Marek Kosicki zrezygnował z funkcji członka zarządu Polskiego Związku Kolarskiego. „Powody są dwa: do dymisji wezwał nas minister, a poza tym protestuję przeciwko wydawaniu wyroków bez sądu. Przypomina mi to średniowiecze” – wyjaśnił.
Szef Małopolskiego Związku Kolarskiego jest pierwszym członkiem zarządu PZKol, który pozytywnie odpowiedział na apel ministra sportu i turystyki. W sobotę Witold Bańka zażądał natychmiastowej dymisji całego zarządu, na czele z prezesem Dariuszem Banaszkiem.
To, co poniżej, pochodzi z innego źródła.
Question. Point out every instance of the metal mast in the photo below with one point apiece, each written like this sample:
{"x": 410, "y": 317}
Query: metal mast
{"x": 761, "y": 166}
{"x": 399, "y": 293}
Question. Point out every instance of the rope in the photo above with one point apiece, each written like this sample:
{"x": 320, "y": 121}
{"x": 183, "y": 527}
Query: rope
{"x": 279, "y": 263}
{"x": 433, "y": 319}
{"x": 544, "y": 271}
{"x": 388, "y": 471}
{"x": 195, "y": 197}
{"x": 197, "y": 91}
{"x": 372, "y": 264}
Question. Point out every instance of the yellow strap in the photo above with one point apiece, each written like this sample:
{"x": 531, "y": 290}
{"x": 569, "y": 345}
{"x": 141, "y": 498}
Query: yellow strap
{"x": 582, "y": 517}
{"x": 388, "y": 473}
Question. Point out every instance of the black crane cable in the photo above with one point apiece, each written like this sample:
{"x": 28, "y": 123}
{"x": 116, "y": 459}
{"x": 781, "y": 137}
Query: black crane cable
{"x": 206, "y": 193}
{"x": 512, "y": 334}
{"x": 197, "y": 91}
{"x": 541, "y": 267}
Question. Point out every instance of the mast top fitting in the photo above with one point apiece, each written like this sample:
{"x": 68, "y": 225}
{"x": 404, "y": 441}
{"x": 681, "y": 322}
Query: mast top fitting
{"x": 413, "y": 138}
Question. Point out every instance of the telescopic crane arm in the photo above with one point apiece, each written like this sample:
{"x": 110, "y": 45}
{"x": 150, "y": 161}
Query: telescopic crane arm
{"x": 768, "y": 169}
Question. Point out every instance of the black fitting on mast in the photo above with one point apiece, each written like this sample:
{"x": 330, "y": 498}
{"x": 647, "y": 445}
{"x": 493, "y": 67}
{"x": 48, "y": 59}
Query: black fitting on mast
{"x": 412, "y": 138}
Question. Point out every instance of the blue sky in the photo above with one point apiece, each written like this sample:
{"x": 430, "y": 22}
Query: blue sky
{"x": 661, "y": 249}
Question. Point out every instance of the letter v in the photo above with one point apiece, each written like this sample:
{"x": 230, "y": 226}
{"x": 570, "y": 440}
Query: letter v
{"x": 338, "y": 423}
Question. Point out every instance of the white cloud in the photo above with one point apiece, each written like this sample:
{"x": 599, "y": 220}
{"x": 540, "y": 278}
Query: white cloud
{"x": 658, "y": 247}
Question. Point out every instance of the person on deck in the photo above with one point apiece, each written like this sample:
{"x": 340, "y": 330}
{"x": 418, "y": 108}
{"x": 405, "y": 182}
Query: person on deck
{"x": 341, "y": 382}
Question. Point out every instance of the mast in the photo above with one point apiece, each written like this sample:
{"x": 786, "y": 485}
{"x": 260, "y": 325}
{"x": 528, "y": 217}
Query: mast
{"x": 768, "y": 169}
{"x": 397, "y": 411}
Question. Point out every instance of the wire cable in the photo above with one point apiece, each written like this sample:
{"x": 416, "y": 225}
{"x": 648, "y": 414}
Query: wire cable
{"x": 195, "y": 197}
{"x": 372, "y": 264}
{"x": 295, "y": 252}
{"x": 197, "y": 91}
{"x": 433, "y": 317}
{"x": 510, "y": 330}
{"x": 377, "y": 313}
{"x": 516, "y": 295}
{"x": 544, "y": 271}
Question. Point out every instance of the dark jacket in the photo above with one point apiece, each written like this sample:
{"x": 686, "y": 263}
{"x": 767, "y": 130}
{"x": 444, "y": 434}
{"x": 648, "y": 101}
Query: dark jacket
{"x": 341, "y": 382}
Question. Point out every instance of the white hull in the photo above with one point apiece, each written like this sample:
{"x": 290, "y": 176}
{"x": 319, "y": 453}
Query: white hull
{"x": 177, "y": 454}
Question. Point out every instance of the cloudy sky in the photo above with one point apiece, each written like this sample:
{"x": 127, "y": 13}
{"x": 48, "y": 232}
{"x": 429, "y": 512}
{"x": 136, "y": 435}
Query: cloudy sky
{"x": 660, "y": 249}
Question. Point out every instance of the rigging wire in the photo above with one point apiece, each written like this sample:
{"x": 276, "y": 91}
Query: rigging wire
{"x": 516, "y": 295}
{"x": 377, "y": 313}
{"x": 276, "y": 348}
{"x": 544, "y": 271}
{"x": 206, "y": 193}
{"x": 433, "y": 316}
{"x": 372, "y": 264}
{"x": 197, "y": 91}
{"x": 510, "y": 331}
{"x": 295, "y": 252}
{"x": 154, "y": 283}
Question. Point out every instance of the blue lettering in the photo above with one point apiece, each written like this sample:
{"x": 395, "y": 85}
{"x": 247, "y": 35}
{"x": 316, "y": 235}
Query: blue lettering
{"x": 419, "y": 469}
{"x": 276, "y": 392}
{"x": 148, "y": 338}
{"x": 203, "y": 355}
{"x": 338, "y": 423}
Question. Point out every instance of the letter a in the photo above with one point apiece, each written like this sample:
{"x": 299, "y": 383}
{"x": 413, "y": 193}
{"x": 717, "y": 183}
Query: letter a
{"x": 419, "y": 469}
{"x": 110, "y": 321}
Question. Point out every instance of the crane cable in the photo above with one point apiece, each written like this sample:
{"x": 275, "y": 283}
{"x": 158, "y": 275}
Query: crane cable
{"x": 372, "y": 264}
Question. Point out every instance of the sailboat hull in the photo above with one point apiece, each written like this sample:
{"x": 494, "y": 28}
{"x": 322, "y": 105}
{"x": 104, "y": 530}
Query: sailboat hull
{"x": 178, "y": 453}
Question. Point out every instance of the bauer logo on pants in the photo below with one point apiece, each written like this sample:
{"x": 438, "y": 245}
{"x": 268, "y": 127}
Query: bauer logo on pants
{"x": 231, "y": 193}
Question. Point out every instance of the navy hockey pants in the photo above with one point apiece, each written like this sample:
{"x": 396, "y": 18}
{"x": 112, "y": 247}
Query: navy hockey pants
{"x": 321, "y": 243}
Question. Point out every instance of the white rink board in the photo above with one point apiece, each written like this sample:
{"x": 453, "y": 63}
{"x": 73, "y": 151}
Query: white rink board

Bezpośrednim powodem tak ostrej reakcji był wywiad, jakiego udzielił były wiceprezes PZKol Piotr Kosmala portalowi WP SportoweFakty. Ujawnił w nim, że "ważna osoba w środowisku kolarskim" miała się dopuścić czynów ohydnych jak zastraszanie, seks z podopiecznymi, w tym z nieletnimi, a nawet gwałt. Dodatkowo w grę wchodziły nadużycia finansowe. Potwierdzić miał to zewnętrzny audyt zlecony przez Banaszka.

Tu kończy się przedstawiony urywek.